Abstract
This thesis explores the influence of postfeminist culture on cinematic representations of female biographies. It does so by analysing four case studies of films that represent the lives of creative women who are established members of the second-wave feminist canon: Sylvia (Christine Jeffs, 2003), which depicts the life of the American poet Sylvia Plath; Frida (Julie Taymor, 2002), about the Mexican painter Frida Kahlo; The Hours (Stephen Daldry, 2002), which includes a biographical narrative about the English novelist and critic Virginia Woolf; and Becoming Jane (Julian Jarrold, 2006), a fictionalised interpretation of the coming of age of the English novelist Jane Austen. Earlier research describes two sub-genres of the female biopic: the classical female biopic, which portrays its woman protagonist as a suffering victim on a downward trajectory, and the feminist biopic, which deliberately applies a feminist perspective to the protagonist. This thesis proposes a third sub-genre, the postfeminist biopic, which has appeared as part of a broader trend, dating back to the 1980s, of reviving and reconfiguring classical genre forms aimed at women.
Unlike either the classical female biopic or the feminist biopic, the postfeminist biopic appropriates the conventions of the male biopic in order to portray the life of the creative woman, blurring the distinction between the female and male biopic traditions. Films such as Sylvia, Frida, The Hours, and Becoming Jane explore a diversity of ideas regarding the historical and cultural importance of the female protagonist, including explicitly feminist constructions, playing out the pluralistic and conflicting interpretations that surround the creative woman. The postfeminist biopic invites multiple spectatorial positions in order that the targeted female audience is able to experience a range of contradictory identifications and viewing pleasures. The sub-genre can take an explicitly self-reflexive and deconstructive approach, foregrounding the biopic as a subjective act of historical reconstruction and presenting an anti-essentialist construction of the biopic protagonist.
This thesis argues that the sub-genre of the postfeminist biopic cannot be adequately explained in terms of a definition of postfeminism as an overt or insidious backlash against feminism.

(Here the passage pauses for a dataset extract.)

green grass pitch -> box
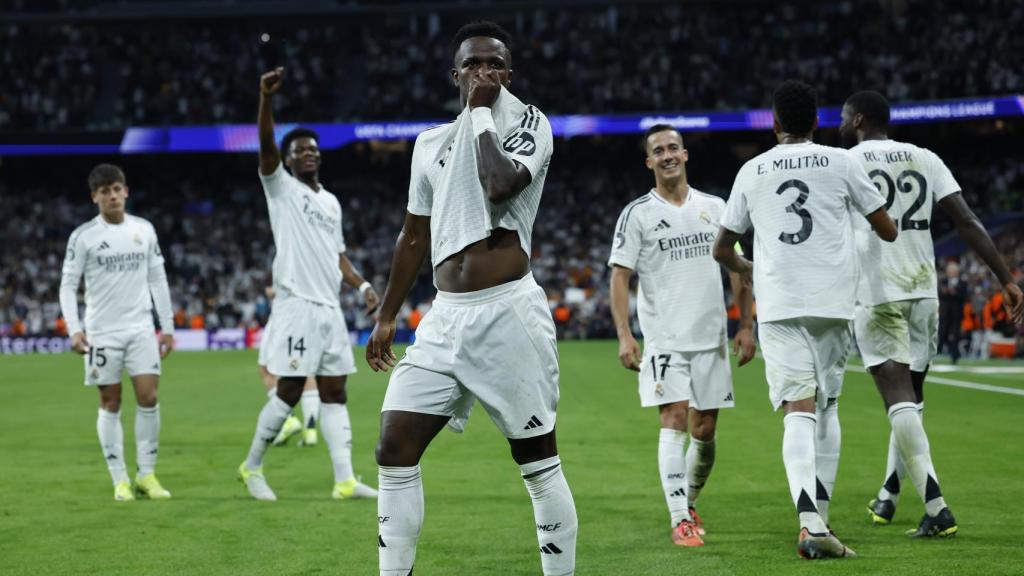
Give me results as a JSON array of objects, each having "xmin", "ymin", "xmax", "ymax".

Defining postfeminism as an epistemological shift from earlier second-wave feminist theorising, enables a more constructive approach to these films as postfeminist. The sub-genre addresses the feminist narratives of Plath, Kahlo, Woolf and Austen, while presenting an anti-foundational and pluralistic conception of feminism to evoke the unresolved tensions between competing historical, feminist and postfeminist constructions of the creative woman. The representation of the lives of the canonical feminist figures Plath, Kahlo, Woolf and Austen in the postfeminist biopic suggests the ongoing significance of these women's lives and work, the debate over the meaning of their legacies, and the contested position of the creative woman in contemporary culture.